Spear Fishing – Horseriding – Chocolate making – Cooking classes – Yoga – Surfing – Jet Ski – Stand up Paddle Boarding – Snorkelling – Diving – Weaving – Market Tour – Sumba Foundation Tour – Trekking – Safari Spa
There is no money changing facilities on the island. If you plan to buy handicrafts at villages then please exchange your currency in Bali before arriving at NIHIWATU®. Credit cards can be used in NIHIWATU®’s facilities such as the bar, shop and for activities; however, we are not able to provide cash advances on your card.
NIHIWATU has a small “Mamole” boutique that offers jewellery, surf wear, beachwear, Sumba Foundation products and basic toiletries. There is also staff market stocked with Sumba Ikat textiles brought in from the local villages by the staff.
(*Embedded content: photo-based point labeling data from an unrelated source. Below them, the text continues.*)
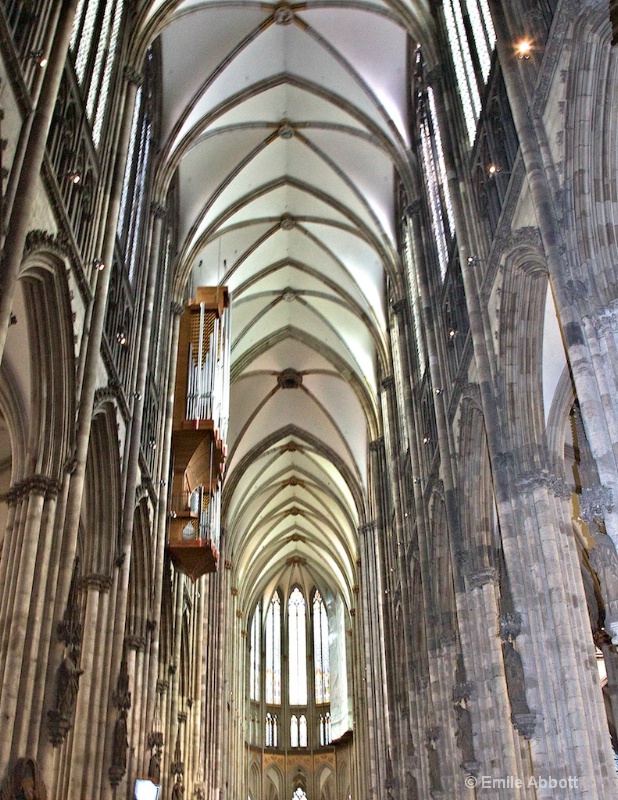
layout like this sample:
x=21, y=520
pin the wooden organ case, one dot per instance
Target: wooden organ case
x=201, y=407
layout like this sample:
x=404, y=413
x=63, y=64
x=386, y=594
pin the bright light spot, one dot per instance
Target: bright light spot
x=523, y=48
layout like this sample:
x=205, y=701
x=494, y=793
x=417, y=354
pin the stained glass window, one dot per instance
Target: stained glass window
x=320, y=650
x=293, y=731
x=434, y=169
x=472, y=39
x=415, y=297
x=325, y=729
x=254, y=691
x=297, y=627
x=94, y=45
x=273, y=651
x=135, y=184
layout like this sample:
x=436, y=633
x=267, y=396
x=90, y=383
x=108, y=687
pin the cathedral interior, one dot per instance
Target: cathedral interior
x=308, y=399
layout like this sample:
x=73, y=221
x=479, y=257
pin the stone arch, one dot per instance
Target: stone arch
x=590, y=156
x=325, y=784
x=13, y=437
x=475, y=491
x=522, y=316
x=47, y=308
x=442, y=589
x=140, y=575
x=255, y=782
x=102, y=493
x=273, y=783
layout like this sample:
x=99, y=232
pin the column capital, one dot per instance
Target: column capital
x=132, y=74
x=100, y=583
x=35, y=484
x=158, y=210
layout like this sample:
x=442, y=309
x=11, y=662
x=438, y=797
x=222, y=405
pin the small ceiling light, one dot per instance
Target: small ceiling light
x=523, y=48
x=39, y=58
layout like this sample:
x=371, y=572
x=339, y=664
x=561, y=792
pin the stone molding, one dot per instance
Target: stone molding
x=604, y=320
x=158, y=210
x=480, y=577
x=132, y=74
x=510, y=625
x=137, y=643
x=99, y=582
x=594, y=503
x=38, y=239
x=35, y=484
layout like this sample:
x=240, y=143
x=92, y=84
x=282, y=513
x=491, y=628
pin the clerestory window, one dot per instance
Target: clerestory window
x=94, y=46
x=472, y=40
x=293, y=703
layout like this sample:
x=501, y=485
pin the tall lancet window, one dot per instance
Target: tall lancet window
x=254, y=681
x=273, y=651
x=290, y=707
x=94, y=46
x=472, y=39
x=297, y=628
x=320, y=650
x=134, y=196
x=434, y=168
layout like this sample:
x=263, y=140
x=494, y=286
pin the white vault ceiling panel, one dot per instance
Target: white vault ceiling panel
x=287, y=128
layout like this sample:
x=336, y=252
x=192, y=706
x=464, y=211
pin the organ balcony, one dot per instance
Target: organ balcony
x=199, y=432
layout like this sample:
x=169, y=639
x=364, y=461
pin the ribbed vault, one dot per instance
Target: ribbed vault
x=287, y=127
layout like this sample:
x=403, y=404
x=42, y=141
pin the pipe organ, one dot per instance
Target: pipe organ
x=199, y=432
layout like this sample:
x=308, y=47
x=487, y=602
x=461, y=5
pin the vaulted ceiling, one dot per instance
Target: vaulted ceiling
x=287, y=126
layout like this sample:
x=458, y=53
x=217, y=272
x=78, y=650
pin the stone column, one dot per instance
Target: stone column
x=86, y=402
x=88, y=706
x=37, y=497
x=600, y=422
x=160, y=530
x=28, y=182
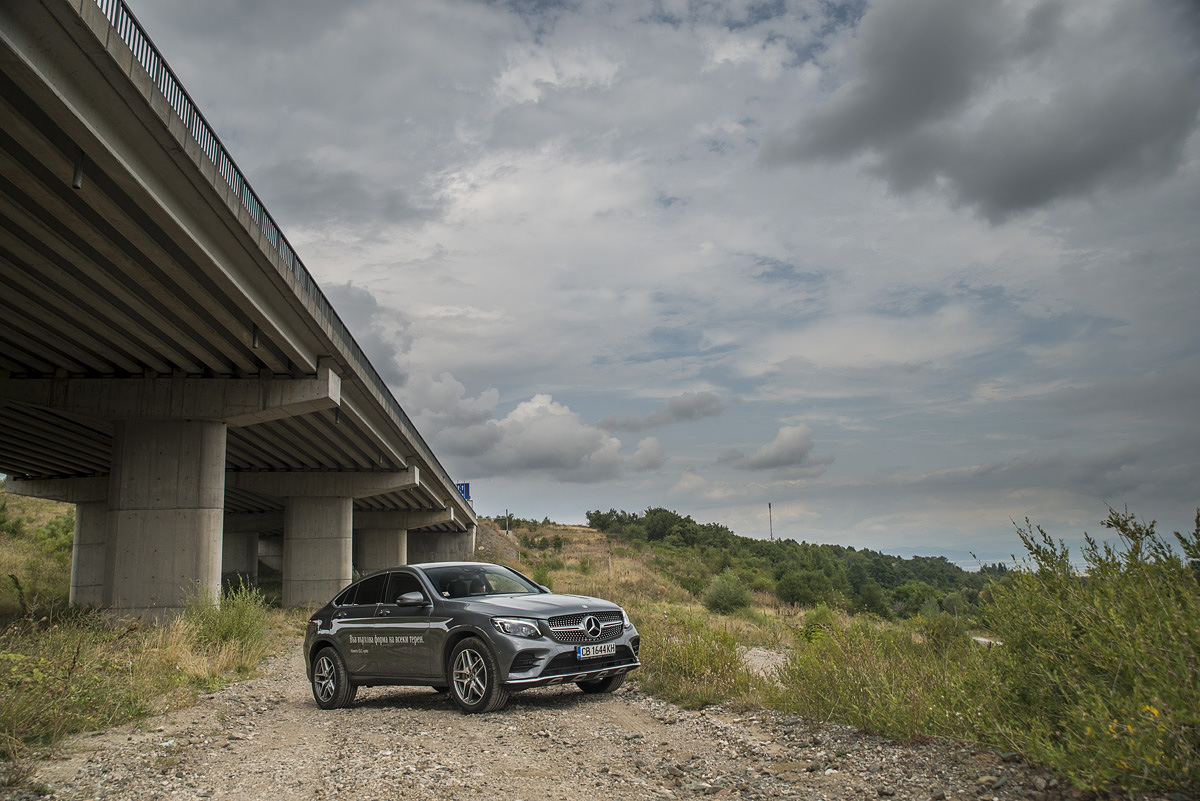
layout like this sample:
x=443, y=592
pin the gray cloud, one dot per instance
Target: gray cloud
x=307, y=193
x=682, y=408
x=790, y=455
x=363, y=315
x=1097, y=106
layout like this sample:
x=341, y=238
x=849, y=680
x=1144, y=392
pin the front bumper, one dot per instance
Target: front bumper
x=556, y=664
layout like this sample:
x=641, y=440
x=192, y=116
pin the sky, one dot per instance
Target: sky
x=893, y=275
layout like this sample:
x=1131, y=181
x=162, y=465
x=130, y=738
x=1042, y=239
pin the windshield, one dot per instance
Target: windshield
x=471, y=580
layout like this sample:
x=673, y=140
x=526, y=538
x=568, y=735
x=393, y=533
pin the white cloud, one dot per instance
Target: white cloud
x=649, y=455
x=544, y=438
x=970, y=271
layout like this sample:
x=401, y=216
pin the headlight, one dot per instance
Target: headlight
x=517, y=627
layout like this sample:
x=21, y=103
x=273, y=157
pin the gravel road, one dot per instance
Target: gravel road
x=267, y=739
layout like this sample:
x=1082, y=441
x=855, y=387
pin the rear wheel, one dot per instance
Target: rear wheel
x=330, y=681
x=606, y=685
x=474, y=678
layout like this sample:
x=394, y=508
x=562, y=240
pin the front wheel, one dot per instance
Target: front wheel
x=330, y=681
x=474, y=678
x=607, y=685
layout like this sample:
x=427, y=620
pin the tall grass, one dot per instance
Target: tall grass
x=1102, y=668
x=684, y=658
x=77, y=669
x=898, y=680
x=1096, y=673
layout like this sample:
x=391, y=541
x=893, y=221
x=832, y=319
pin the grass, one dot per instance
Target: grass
x=1097, y=676
x=65, y=670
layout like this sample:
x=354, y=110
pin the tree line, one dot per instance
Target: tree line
x=798, y=572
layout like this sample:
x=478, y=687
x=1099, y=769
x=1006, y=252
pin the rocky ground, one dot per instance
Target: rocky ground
x=267, y=739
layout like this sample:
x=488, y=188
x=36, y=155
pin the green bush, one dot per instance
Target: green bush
x=1101, y=667
x=240, y=618
x=540, y=573
x=804, y=588
x=726, y=594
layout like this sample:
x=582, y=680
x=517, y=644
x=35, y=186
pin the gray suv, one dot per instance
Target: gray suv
x=477, y=630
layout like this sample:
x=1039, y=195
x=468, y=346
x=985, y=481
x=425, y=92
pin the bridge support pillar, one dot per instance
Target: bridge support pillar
x=317, y=548
x=166, y=510
x=239, y=559
x=88, y=554
x=378, y=548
You will be able to find handicrafts of varying quality in some of the villages.
Children: Depending on age and ability, include soccer, volleyball, snorkelling, boating, fishing, visiting villages, hiking to the waterfall, mountain biking, exploring the reefs on low tides and collecting fossils and shells. For younger children they have a nice child-friendly swimming pool and board games. Painting and drawing supplies, as well as beach toys are available.